Angka itu diperoleh dengan asumsi tarif yang dikenakan adalah 20 persen. Sama seperti tarif PPh badan rancangan pemerintah.
Baca Juga
Adapun, beberapa waktu lalu, PPATK juga telah mengidentifikasi transaksi jumbo di 500.000 rekening yang tidak memiliki nomor pokok wajib pajak (NPWP).
Menariknya, ratusan transaksi itu diduga terjadi seiring meningkatnya praktik shadow economy atau aktivitas ekonomi ilegal.
Rekening-rekening tersebut berhasil diidentifikasi berdasarkan pemantauan yang dilakukan oleh lembaga intelijen keuangan selama Semester 1/2021.
“PPATK bersama Ditjen Pajak menemukan adanya 500.000 rekening [tersebut],” demikian dikutip dari publikasi PPATK, Senin (23/8/2021).
Shadow economy saat ini menjadi konsentrasi oleh sejumlah otoritas pajak global. Pasalnya, sektor ini cukup sulit dijamah oleh kebijakan pajak.

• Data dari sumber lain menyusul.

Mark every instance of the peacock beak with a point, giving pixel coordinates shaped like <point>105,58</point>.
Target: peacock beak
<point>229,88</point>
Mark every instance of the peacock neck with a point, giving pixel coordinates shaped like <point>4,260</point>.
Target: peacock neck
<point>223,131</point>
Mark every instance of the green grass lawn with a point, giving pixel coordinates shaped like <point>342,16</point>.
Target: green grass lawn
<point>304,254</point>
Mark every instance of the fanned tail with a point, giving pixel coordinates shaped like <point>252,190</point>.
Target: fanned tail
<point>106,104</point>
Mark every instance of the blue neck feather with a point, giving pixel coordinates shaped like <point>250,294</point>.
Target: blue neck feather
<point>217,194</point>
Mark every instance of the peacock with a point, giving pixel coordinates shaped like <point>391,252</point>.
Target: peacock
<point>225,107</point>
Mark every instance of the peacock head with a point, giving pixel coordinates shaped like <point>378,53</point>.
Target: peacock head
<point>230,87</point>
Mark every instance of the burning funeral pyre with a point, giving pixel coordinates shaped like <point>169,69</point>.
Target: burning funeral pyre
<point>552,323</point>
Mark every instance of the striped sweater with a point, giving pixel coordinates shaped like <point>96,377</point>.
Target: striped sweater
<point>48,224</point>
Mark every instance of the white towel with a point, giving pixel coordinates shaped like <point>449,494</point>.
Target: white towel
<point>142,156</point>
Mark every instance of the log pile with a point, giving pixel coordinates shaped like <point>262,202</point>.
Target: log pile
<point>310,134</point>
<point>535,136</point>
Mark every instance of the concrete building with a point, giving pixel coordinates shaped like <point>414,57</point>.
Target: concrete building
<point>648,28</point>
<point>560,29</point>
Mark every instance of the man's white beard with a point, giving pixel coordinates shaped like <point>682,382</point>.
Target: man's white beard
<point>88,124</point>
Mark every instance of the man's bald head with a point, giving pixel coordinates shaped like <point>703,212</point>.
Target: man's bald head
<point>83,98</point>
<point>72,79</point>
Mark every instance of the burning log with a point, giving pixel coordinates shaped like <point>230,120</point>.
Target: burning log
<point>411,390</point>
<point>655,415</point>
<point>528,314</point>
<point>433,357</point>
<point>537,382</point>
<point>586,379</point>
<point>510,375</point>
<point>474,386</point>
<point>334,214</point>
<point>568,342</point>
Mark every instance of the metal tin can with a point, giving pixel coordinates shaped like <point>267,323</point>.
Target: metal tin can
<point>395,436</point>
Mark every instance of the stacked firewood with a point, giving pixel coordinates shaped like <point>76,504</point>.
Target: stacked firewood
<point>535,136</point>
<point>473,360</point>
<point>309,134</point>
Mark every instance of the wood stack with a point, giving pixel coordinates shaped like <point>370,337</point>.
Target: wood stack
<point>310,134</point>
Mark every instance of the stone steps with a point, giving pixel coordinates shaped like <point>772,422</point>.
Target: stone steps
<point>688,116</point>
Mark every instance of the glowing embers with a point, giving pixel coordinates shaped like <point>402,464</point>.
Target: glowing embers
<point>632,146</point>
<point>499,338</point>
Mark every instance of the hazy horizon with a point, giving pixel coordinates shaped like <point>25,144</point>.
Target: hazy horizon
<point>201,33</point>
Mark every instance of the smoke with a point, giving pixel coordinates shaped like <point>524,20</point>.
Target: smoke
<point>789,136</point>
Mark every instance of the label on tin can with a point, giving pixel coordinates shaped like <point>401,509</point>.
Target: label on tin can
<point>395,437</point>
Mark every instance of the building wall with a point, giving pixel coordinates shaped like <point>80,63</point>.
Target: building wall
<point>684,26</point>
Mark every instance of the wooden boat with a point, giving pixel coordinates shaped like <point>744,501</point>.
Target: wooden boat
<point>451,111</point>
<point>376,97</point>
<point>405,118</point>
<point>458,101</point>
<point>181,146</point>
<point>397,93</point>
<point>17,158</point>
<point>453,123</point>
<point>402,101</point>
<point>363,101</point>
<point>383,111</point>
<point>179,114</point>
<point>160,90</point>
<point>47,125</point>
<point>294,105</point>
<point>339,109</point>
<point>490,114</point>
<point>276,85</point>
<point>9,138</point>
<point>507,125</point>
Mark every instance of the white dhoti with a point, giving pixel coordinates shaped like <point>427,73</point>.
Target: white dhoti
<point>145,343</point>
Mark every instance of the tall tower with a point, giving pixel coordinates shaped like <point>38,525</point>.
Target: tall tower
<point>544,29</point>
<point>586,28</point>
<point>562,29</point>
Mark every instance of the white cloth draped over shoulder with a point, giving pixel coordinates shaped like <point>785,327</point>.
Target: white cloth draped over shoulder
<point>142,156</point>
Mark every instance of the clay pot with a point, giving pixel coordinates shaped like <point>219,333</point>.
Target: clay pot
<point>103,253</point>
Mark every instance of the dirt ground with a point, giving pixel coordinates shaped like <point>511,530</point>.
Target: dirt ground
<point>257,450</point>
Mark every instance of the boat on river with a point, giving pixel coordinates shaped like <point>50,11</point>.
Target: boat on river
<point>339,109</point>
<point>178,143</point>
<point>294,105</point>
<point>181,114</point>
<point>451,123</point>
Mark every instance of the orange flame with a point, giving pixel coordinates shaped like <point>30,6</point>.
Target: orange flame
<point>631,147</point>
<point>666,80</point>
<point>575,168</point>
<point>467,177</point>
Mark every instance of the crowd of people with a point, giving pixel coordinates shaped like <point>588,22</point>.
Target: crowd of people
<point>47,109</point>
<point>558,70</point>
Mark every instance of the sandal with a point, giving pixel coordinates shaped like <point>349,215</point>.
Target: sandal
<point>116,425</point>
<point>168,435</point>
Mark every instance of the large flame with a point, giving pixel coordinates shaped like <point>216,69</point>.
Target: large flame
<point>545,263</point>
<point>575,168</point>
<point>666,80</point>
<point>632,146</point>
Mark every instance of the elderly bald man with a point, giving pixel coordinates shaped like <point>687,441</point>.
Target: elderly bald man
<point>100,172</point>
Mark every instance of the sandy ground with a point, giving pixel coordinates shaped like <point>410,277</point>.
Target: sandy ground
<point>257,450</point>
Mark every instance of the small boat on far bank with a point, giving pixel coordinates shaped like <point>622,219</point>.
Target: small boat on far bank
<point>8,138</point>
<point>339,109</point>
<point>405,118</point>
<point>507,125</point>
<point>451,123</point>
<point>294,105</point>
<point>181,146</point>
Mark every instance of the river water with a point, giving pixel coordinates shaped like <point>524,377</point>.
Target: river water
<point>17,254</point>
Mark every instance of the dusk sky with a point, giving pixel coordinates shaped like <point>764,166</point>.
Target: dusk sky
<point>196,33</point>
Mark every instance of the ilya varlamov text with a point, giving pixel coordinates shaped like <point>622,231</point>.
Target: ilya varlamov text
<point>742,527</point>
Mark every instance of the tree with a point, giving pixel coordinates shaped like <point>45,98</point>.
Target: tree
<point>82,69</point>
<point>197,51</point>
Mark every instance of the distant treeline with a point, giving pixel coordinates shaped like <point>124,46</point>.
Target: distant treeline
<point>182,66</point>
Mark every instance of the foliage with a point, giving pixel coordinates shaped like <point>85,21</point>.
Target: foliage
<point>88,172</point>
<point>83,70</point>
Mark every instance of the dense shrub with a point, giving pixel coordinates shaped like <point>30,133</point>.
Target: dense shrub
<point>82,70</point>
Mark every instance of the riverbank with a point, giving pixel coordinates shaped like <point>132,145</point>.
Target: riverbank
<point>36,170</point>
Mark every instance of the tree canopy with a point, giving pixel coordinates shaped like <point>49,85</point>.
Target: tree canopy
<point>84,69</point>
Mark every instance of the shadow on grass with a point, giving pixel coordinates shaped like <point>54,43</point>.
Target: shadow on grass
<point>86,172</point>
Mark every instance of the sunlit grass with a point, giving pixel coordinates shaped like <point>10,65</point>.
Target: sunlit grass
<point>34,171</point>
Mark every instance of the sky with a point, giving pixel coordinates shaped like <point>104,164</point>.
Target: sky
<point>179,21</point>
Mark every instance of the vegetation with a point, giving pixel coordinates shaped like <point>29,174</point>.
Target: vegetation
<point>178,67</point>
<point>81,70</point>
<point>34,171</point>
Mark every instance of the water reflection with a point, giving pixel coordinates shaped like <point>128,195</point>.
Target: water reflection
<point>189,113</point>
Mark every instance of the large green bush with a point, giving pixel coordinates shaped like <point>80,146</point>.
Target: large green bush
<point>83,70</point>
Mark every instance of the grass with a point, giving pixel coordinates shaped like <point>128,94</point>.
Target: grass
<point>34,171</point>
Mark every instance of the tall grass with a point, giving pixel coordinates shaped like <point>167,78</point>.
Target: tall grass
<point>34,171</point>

Meningkatnya aktivitas ekonomi digital dan ketidakjelasan regulasi menjadikan praktik shadow economy, penghindaran pajak, dan pencucian uang makin tak terkendali.
Adapun, terkait hal itu, PPATK telah bekerja sama dengan Ditjen Pajak untuk mengidentifikasi praktik tersebut melalui perluasan data penyedia jasa keuangan.
Selain itu, lembaga intelijen keuangan juga bekerja sama dengan Bank Indonesia, Kementerian Perdagangan, dan Badan Pusat Statistik dalam mengungkap praktik trade-based money laundering (pencucian uang).
Pengungkapan trade-based money laundering juga dilakukan dengan penyedia jasa keuangan khususnya yang melakukan pemantauan transaksi pembayaran para eksportir dan importir.